Climbing away from the facilities of Branscombe Mouth
There is then a short section through holiday lodges and caravans, some clinging to the steep slopes – a grand spot for a holiday, especially now when it is quieter.
The path continues to climb, including between rock some of which has provided a surprising home for a tree.
The path runs along undercliffs beneath the impressive Hooken Cliffs of chalk above sandstone.
My route of ascent has been through the woodland of Under Hooken seen centre, before climbing a steep zig-zag to gain the cliff tops. We are well and truly in chalk country now.

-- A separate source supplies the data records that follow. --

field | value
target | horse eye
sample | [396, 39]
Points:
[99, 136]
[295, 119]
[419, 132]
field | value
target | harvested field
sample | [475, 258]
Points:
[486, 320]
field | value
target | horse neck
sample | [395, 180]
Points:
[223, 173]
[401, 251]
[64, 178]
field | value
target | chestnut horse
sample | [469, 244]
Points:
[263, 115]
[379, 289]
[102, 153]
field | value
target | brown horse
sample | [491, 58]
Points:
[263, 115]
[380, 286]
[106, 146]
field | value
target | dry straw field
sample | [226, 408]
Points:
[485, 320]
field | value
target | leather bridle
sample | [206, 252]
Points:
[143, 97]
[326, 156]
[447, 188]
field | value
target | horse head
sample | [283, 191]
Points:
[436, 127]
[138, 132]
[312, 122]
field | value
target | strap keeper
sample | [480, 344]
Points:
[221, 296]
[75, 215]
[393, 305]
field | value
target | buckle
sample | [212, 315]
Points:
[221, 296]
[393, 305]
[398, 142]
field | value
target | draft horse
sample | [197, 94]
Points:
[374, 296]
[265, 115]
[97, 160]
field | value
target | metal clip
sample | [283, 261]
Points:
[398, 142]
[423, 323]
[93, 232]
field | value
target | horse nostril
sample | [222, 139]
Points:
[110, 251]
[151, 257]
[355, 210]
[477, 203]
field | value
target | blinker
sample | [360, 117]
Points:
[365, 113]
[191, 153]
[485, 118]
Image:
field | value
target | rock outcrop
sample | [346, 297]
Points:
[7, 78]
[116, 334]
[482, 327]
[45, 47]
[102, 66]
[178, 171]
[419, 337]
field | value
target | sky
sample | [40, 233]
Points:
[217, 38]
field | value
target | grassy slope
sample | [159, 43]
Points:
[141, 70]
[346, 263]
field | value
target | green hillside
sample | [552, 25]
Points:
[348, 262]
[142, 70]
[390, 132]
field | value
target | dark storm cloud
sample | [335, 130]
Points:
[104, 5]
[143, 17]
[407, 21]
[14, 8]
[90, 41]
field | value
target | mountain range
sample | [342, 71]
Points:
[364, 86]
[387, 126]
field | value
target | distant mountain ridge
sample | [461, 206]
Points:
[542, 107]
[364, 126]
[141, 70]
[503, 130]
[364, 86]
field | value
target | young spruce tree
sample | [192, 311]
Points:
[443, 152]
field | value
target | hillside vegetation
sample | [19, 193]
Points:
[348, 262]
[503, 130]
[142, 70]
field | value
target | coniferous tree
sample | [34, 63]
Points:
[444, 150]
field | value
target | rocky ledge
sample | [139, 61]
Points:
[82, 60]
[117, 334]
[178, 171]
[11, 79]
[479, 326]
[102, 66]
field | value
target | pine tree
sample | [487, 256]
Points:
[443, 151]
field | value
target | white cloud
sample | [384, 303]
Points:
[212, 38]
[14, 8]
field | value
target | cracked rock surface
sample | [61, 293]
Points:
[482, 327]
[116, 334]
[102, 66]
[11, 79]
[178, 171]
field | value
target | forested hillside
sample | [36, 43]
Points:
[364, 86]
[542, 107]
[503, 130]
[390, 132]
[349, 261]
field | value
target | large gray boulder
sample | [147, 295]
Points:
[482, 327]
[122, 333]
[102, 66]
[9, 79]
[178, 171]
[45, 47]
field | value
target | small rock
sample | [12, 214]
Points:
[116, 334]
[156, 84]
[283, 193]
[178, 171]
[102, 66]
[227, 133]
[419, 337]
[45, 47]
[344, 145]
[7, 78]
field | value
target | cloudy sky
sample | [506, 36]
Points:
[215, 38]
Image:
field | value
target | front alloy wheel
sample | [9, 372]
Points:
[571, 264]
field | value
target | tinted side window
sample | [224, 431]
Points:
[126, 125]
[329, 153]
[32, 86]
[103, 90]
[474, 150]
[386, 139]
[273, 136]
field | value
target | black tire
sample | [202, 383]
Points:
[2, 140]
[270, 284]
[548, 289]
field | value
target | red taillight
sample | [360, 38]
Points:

After rounding Beer Head, looking past Beer (unseen, before the chalk cliff) to Seaton (centre picture).
Descending into Beer
Labelled pumpkins
The beach at Beer
Another ascent and descent has brought me to Seaton Hole beach, from where it is just 550m along the beach to the Prom at Seaton, but hard going on the shingle. There is an alternative inland route when the tide is up, now even more inland than it used to be after the road fell down the cliffs into the sea, but as the tide was close to low tide, this was the shorter and normal route.
The walking along the shingle was hard work, but soon over and the remainder of the walk is the full length of the prom (which forms the Seaton parkrun route) and back to the car.